Courtney: "That's my job and I love it," she smiles. "I believe our marriage is successful because I give my husband everything that he needs and in return he gives me what I need."
Source: "Real Life Mad Men Marriages." RachaelRayShow.com. 11/6/2009.

Quotes About Mad Men Marriages

Raymond Angelo Belliotti: "The marriage [with Mona] has never impeded Sterling's roving eyes and roaming hands. He admits on several occasions that passionate commitment was extinguished early in the relationship, and he has remained married largely because of social expectations, not because of a passionate, internal commitment."
Source: Rod Carveth, James B. South. Mad Men and Philosophy: Nothing Is As It Seems. 2010. pg. 70.

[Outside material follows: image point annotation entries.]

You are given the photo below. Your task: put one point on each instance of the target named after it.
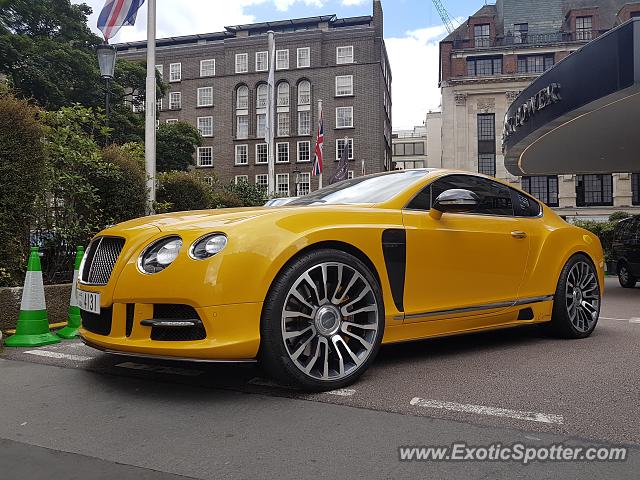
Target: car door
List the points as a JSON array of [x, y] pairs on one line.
[[463, 264]]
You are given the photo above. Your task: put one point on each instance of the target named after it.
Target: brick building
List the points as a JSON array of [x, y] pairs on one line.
[[495, 54], [217, 82]]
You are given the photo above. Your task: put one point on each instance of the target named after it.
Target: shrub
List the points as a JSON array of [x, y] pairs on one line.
[[22, 166]]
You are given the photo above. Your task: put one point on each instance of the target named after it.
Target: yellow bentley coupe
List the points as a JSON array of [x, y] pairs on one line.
[[313, 288]]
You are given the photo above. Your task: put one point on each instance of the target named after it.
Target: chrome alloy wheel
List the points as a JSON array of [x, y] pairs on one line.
[[582, 296], [330, 321]]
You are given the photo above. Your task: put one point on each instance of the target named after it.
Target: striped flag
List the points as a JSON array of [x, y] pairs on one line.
[[318, 158], [116, 14]]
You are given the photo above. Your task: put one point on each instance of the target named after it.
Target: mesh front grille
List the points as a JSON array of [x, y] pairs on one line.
[[101, 258]]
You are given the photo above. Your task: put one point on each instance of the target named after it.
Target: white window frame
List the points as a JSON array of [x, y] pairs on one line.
[[278, 183], [262, 58], [175, 75], [266, 154], [212, 62], [298, 152], [201, 93], [350, 87], [209, 126], [349, 141], [282, 64], [172, 102], [201, 150], [298, 51], [346, 58], [238, 154], [240, 62], [338, 109], [278, 144]]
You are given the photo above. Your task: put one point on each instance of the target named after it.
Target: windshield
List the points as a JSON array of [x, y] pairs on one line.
[[370, 189]]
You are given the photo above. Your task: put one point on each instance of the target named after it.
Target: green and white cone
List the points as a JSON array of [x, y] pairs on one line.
[[73, 321], [33, 325]]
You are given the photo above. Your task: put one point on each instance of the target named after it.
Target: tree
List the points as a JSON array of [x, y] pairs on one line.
[[176, 145], [22, 164]]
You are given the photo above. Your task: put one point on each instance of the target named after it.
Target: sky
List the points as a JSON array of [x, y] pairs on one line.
[[413, 29]]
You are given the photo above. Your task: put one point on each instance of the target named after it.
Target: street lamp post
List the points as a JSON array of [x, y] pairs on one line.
[[107, 63]]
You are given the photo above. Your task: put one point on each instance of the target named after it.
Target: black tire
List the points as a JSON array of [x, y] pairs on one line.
[[626, 279], [275, 356], [582, 323]]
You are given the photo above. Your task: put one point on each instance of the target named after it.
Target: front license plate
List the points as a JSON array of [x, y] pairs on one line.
[[89, 301]]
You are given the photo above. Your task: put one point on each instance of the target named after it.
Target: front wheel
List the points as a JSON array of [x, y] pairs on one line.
[[576, 305], [323, 321]]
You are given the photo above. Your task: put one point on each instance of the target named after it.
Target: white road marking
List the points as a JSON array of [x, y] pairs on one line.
[[67, 356], [484, 410], [160, 369]]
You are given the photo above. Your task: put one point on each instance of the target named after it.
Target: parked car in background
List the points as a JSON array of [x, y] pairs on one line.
[[626, 251]]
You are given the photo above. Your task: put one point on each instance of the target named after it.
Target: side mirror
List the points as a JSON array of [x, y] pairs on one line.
[[455, 200]]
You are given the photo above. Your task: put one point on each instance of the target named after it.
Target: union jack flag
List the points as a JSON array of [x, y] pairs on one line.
[[317, 160], [116, 14]]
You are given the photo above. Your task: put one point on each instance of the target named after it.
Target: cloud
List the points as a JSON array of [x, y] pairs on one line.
[[414, 62]]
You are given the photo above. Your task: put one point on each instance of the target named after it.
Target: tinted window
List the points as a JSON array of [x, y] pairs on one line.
[[495, 198]]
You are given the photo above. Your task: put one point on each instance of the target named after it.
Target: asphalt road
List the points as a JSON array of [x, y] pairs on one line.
[[74, 412]]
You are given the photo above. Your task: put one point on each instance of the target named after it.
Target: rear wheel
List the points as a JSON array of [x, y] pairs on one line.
[[323, 321], [576, 305], [626, 279]]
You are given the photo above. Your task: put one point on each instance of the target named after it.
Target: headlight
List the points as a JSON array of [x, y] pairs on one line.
[[208, 246], [159, 255]]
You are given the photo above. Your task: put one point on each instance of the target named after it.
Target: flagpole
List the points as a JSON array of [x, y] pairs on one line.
[[319, 117], [150, 107], [271, 115]]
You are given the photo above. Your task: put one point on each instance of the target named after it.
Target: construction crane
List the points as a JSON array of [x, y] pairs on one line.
[[444, 15]]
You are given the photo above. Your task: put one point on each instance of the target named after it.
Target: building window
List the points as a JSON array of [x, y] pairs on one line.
[[207, 67], [175, 72], [304, 152], [205, 97], [344, 55], [242, 155], [344, 117], [304, 184], [242, 126], [484, 66], [544, 188], [482, 35], [283, 94], [344, 85], [340, 143], [282, 184], [175, 101], [205, 126], [304, 57], [262, 150], [282, 150], [594, 190], [242, 62], [262, 61], [262, 181], [262, 95], [304, 122], [520, 32], [487, 144], [535, 63], [304, 93], [584, 28], [282, 59], [283, 124], [242, 98], [205, 156]]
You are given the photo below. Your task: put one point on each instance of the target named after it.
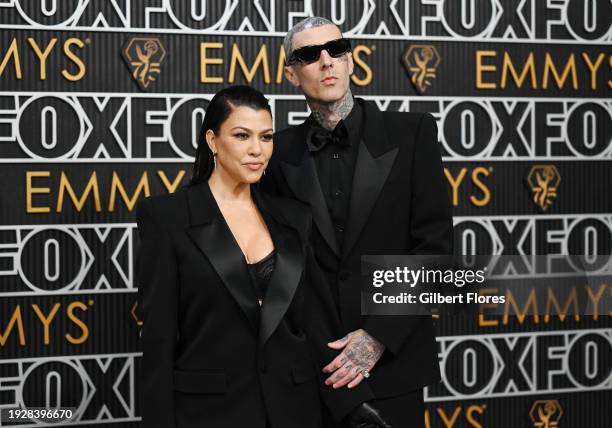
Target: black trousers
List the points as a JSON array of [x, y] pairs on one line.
[[402, 411]]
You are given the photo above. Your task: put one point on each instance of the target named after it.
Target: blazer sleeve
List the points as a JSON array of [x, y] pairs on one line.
[[156, 279], [431, 226], [321, 328]]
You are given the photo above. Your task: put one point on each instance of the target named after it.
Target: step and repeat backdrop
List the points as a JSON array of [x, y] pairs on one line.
[[100, 105]]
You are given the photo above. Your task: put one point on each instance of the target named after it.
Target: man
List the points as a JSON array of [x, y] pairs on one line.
[[375, 183]]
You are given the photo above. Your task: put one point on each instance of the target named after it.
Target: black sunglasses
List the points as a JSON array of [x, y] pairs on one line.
[[311, 53]]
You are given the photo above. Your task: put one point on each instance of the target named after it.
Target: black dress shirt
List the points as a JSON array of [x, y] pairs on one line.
[[335, 164]]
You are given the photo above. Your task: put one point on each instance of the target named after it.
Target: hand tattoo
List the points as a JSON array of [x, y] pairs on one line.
[[363, 350]]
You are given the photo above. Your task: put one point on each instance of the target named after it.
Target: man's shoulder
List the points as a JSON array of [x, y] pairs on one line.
[[401, 118], [289, 143]]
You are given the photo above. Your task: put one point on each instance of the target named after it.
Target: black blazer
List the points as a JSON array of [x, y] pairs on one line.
[[211, 356], [399, 204]]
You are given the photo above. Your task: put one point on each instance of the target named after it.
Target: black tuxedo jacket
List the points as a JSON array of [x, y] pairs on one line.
[[399, 204], [211, 356]]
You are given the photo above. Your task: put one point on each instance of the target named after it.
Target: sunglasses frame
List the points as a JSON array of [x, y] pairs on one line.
[[293, 59]]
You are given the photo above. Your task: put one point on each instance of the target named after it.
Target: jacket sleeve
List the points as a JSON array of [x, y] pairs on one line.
[[322, 328], [431, 226], [156, 279]]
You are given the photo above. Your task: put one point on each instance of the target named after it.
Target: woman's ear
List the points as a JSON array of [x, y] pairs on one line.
[[210, 140]]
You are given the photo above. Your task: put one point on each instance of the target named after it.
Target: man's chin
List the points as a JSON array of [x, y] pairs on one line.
[[329, 97]]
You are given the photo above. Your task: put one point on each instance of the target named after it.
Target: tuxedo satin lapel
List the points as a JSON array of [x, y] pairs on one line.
[[219, 246], [284, 281], [375, 159], [304, 183]]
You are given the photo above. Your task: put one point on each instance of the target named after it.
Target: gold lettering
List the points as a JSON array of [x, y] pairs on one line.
[[596, 298], [552, 301], [46, 321], [367, 79], [15, 320], [482, 322], [528, 67], [593, 67], [171, 187], [12, 52], [280, 68], [455, 183], [70, 312], [92, 184], [75, 59], [483, 188], [481, 68], [42, 56], [261, 58], [205, 61], [448, 423], [35, 190], [470, 411], [520, 315], [116, 185], [570, 67]]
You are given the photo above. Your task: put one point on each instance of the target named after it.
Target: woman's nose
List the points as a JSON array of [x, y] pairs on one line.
[[255, 147]]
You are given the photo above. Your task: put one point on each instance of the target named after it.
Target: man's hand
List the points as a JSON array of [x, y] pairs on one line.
[[360, 354], [366, 416]]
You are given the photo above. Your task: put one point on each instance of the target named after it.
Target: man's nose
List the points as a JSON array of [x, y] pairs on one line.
[[325, 60]]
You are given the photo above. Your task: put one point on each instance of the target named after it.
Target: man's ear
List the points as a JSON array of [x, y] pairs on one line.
[[291, 76], [210, 140]]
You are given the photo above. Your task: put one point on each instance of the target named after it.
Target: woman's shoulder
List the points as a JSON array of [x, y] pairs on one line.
[[296, 213]]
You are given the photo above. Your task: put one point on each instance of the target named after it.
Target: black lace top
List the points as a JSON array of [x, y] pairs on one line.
[[261, 272]]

Robert White: "Betty is angry at Don's betrayal of their 'perfect marriage.' Yet Don and Betty never had a perfect marriage ... Betty discovering the truth [about Don's real identity] cannot end that which never existed. Draper's betrayal does not consist in ending their 'perfect marriage' but in having built their marriage on a foundation of lies."
Source: Rod Carveth, James B. South. Mad Men and Philosophy: Nothing Is As It Seems. 2010. pg. 87.

Ada S. Jaarsma: "Betty is staying with Don because she seems content with deceiving herself about his evident infidelity, maintaining an illusion of comfort and success."
Source: Rod Carveth, James B. South. Mad Men and Philosophy: Nothing Is As It Seems. 2010. pg. 101.

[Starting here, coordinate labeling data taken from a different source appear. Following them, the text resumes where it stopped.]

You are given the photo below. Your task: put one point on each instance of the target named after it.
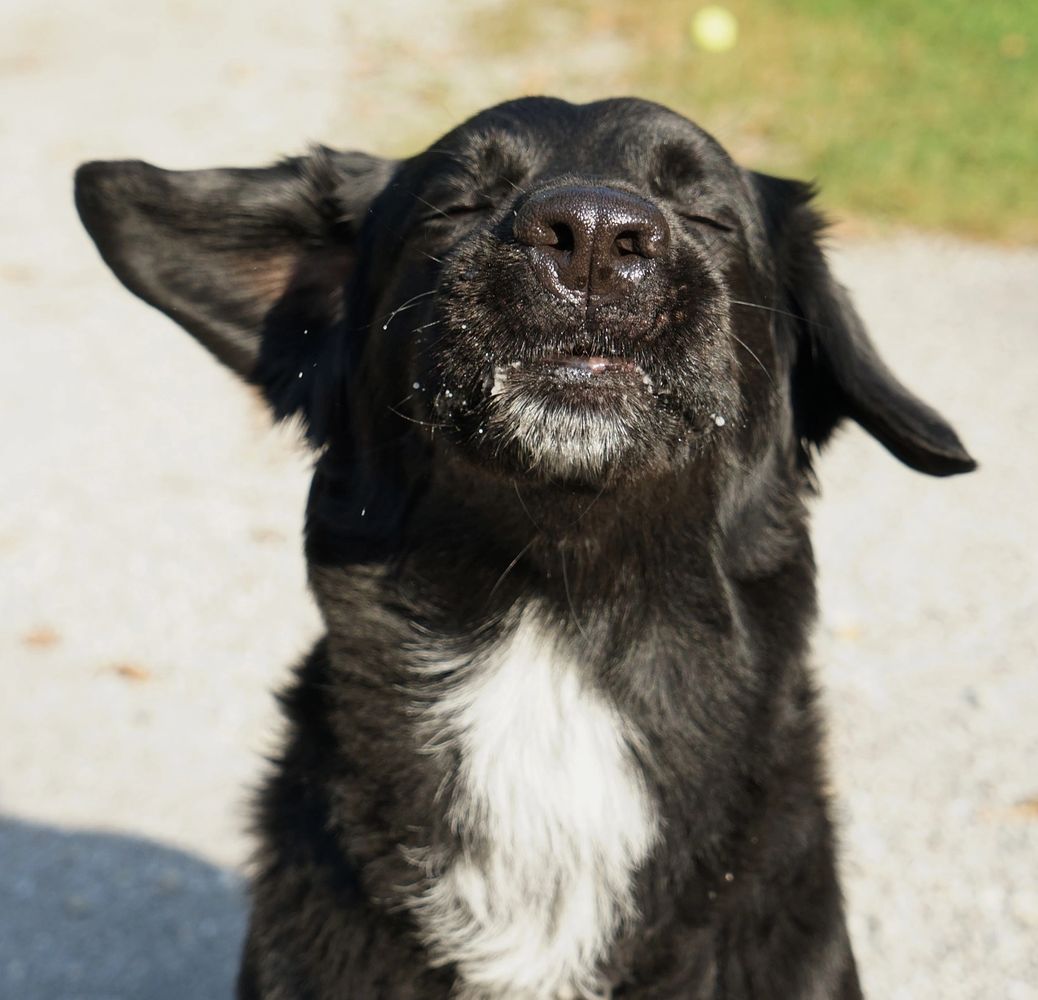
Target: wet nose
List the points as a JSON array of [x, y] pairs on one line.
[[594, 242]]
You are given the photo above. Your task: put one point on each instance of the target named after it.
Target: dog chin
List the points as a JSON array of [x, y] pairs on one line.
[[571, 420]]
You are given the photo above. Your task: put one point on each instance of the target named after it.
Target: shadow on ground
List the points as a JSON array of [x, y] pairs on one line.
[[99, 916]]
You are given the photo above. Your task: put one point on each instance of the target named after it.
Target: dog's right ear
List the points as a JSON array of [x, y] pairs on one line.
[[253, 263]]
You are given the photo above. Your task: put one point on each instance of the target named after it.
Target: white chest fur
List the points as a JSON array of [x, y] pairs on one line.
[[554, 817]]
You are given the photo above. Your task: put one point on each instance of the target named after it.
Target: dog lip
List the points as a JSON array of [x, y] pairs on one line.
[[573, 370], [594, 365]]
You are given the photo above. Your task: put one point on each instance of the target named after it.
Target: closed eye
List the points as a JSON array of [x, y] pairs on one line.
[[451, 210]]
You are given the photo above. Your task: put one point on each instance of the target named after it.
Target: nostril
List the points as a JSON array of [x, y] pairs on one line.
[[565, 240], [628, 244]]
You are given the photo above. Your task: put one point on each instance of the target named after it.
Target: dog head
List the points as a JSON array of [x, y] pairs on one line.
[[582, 297]]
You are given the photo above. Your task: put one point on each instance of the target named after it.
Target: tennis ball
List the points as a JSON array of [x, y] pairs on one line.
[[714, 29]]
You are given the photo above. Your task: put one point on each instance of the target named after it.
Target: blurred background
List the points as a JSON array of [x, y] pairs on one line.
[[152, 584]]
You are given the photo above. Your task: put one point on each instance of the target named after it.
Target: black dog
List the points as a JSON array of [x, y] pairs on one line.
[[565, 373]]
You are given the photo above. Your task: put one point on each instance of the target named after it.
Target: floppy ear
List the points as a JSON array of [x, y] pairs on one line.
[[837, 371], [253, 263]]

Andreja Novakovic, Tyler Whitney: "It reveals the basic structure of their marriage, in which Don lies to her and treats her like a gullible child."
Source: Rod Carveth, James B. South. Mad Men and Philosophy: Nothing Is As It Seems. 2010. pg. 114.

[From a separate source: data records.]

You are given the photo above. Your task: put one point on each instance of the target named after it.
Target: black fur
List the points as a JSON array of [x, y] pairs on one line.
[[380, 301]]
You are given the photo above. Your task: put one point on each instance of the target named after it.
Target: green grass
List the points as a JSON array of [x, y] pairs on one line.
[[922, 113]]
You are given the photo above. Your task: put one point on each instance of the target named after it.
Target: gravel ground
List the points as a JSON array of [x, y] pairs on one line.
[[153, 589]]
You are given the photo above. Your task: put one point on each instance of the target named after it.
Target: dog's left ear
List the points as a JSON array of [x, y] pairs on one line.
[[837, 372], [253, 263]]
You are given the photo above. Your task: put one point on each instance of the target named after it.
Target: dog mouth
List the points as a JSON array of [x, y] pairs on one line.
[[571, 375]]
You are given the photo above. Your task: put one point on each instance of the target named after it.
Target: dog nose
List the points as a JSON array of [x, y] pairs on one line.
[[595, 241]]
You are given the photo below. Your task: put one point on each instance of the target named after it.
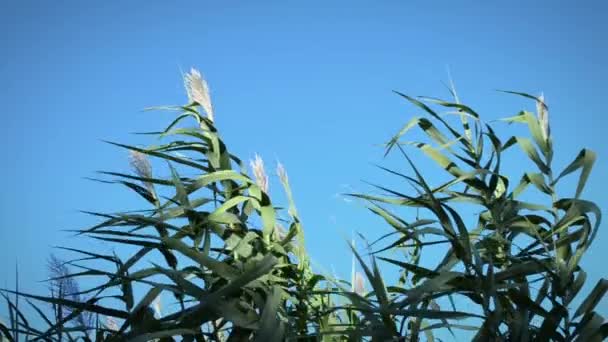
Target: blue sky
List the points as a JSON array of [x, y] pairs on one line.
[[309, 84]]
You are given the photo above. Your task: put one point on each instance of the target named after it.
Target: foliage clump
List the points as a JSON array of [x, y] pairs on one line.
[[235, 267]]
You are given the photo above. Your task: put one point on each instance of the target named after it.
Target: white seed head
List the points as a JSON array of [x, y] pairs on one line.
[[141, 165], [261, 179], [280, 231], [157, 307], [198, 91], [543, 116]]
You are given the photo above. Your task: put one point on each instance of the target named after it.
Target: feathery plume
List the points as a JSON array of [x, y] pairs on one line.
[[282, 173], [198, 91], [543, 116], [157, 307], [261, 179], [111, 324], [141, 165]]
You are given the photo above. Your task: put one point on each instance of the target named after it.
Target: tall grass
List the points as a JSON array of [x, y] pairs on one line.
[[236, 267]]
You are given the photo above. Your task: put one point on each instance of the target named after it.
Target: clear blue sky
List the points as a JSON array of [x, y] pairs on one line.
[[308, 83]]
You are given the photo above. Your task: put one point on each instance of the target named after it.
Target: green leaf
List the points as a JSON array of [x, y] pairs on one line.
[[584, 160], [593, 298]]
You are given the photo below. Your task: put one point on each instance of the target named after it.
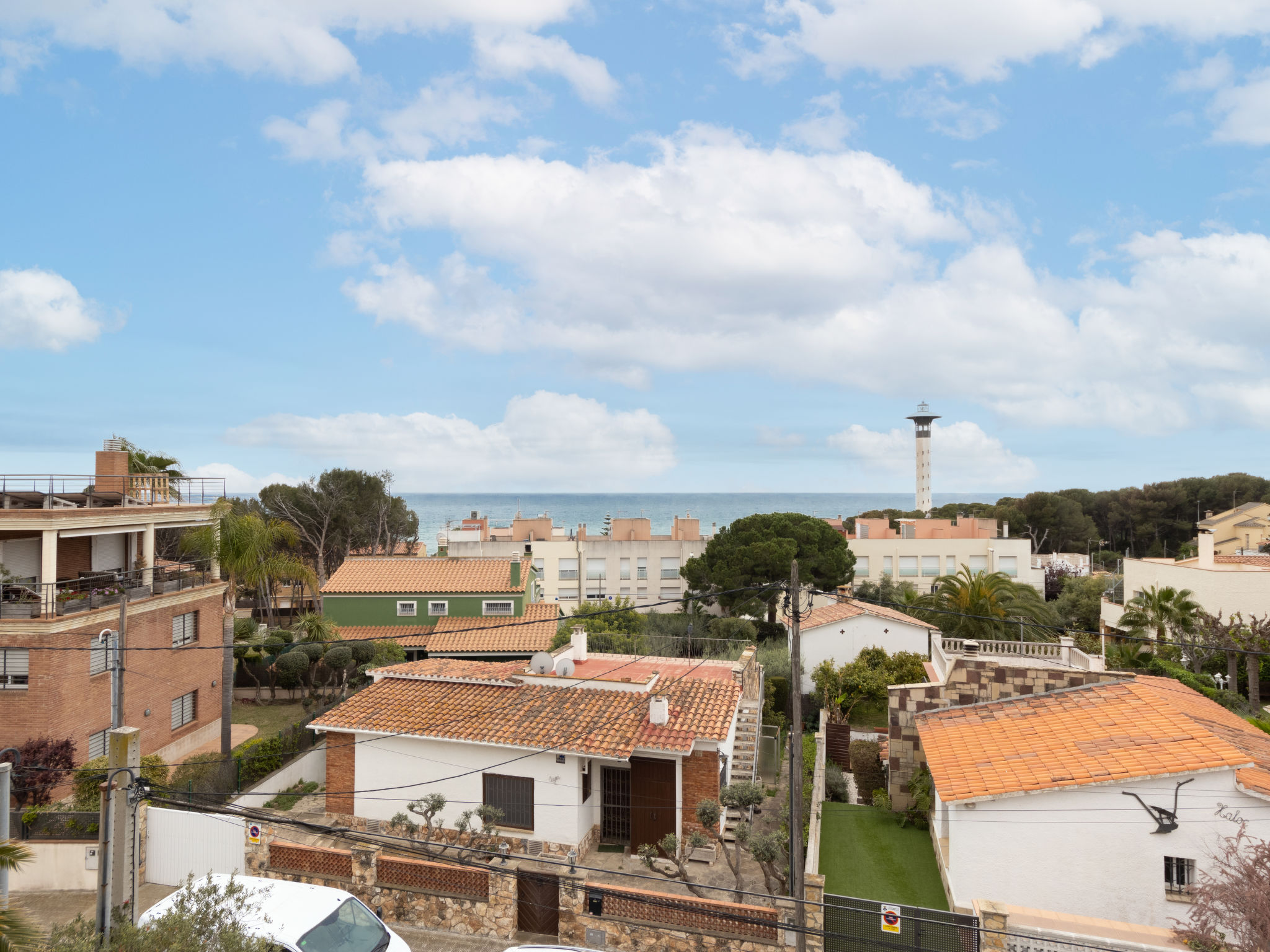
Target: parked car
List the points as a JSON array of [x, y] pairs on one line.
[[304, 918]]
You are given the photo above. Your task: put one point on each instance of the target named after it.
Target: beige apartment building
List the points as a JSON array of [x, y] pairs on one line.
[[1220, 583], [629, 562], [1240, 531]]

Alessandra Stanley: "Amid all these ruminations on modern-day matrimony, Mad Men on basic cable’s AMC stands out as the control, a reminder of what marriage was like for previous generations.This Madison Avenue drama, set in the advertising business at the dawn of the 1960s, recreates middle-class life in the pre-Friedan era, when graduates of Wellesley and Bryn Mawr wore girdles and aprons as they raised the children and waited for their husbands, who stayed in town late, drinking and smoking and carousing with compliant secretaries. Mad Men has a satiric edge, but it is a stark reminder of what the battle of the sexes looked like before women’s lib, civil rights, the Pill and legalized abortion." Source: Alessandra Stanley. "Say, Darling, Is It Frigid in Here?" NYTimes.com. 8/19/2007.